AOCL-FFTZ is a high performance Fast Fourier Transform (FFT) library developed by AMD supporting advanced optimizations for AMD’s "Zen"-based CPUs. The library computes FFTs of (i) complex data of any size and dimension in both forward and backward directions, and (ii) real data of any size and dimension, excluding prime sizes greater than 7 and their multiples, in both forward and backward directions with support for in-place and out-of-place result placements.
The kernels in this library are vectorized to speed-up the single-threaded core performance. The library supports the computations of parallel FFTs by taking advantage of shared-memory parallelism using OpenMP threads.
AOCL-FFTZ introduces a generic and unified API set for supporting precision types (single-precision and double-precision), and both the single-threaded and multi-threaded execution modes. The library uses a dynamic dispatcher feature to run efficiently and portably across different x86 based systems. A test bench is supported for performance and functional tests including the accuracy tests. GTest-based unit testing framework is also supported by the library.
- CMake - Version 3.26 or above
- Linux : GCC compiler - Version 8.0 or above (or) AOCC compiler - Version 2.0 or above
- Windows : Visual Studio with Clang 12 or above
-
Clone the repo using the following command :
git clone "https://github.com/amd/aocl-fftz" && cd aocl-fftz/ -
Run the following command in order to generate and configure build system.

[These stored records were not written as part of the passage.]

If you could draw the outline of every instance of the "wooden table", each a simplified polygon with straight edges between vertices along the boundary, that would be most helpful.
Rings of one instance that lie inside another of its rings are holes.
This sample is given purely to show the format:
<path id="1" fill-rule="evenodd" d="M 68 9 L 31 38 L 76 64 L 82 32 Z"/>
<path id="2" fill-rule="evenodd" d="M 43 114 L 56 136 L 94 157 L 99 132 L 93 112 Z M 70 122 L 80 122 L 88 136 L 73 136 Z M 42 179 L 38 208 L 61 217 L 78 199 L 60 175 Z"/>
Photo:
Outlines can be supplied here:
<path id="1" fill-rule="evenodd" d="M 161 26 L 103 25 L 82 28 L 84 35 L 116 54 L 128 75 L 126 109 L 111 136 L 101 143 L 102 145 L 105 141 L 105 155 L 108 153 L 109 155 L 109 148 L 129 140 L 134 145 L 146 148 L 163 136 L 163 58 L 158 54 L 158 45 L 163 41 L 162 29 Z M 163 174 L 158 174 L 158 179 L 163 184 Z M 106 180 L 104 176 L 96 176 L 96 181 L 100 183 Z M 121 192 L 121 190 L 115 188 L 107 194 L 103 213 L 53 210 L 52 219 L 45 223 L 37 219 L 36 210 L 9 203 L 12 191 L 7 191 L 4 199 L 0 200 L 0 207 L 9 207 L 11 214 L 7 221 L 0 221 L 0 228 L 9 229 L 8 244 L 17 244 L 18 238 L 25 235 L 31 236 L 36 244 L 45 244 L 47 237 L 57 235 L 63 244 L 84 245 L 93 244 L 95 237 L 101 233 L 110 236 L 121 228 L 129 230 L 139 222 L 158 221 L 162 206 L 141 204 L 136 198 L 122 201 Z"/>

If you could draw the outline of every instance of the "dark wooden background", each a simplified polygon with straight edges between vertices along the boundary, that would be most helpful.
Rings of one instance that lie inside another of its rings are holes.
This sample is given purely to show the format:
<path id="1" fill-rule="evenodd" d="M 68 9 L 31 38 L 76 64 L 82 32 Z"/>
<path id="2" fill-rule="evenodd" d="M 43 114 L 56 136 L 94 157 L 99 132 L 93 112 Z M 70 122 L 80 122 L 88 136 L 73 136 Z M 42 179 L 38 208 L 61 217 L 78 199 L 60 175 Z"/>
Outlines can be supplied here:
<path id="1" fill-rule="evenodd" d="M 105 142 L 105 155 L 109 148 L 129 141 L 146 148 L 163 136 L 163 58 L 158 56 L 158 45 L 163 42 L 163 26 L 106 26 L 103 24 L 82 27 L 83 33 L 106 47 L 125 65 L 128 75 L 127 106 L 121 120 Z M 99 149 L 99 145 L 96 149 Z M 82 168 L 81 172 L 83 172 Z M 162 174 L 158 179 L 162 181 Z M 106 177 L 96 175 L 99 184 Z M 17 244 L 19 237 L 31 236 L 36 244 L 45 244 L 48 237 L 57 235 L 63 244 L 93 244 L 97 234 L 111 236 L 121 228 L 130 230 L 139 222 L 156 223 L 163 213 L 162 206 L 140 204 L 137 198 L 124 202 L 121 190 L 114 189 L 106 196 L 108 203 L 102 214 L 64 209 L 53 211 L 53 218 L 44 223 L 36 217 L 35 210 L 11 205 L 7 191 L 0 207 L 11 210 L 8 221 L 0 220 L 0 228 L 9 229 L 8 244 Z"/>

cmake -B <build directory> <CMakeLists.txt filepath>Additional options that can be specified for build configuration are:
cmake -B <build directory> <CMakeLists.txt filepath> -DAOCL_TEST_COVERAGE=<OFF/STANDARD/EXHAUSTIVE> -DCMAKE_INSTALL_PREFIX=<install path> -DCMAKE_BUILD_TYPE=<Debug or Release> -DENABLE_STRICT_WARNINGS=<ON or OFF> <Additional Library Build Options>To use clang compiler for the build, specify
-DCMAKE_C_COMPILER=clangas the option. -
Compile using the following command:
cmake --build <build directory> --target install -jThe library is generated in "lib" directory.
The test bench executable is generated in "build".
The additional option--target installwill install the library, binary, and
interface header files in the installation path as specified with
-DCMAKE_INSTALL_PREFIXoption or in the local system path.
The option-jwill run the compilation process using multiple cores. -
To uninstall the installed files, run the following custom command:
cmake --build <build directory> --target uninstallTo uninstall and then install the build package, run the following command:
cmake --build <build directory> --target uninstall --target install -j -v -
To clear or delete the build folder or files, manually remove the build directory or its files.
As a prerequisite, make Microsoft Visual Studio® available along with Desktop development with C++ toolset that includes the Clang compiler.
- Launch CMake GUI and set the locations for source package and build output
- Click Configure option and select:
- Generator as the Installed Microsoft Visual Studio Version
- Platform as x64
- Optional toolset as ClangCl
- Select additional library config and build options.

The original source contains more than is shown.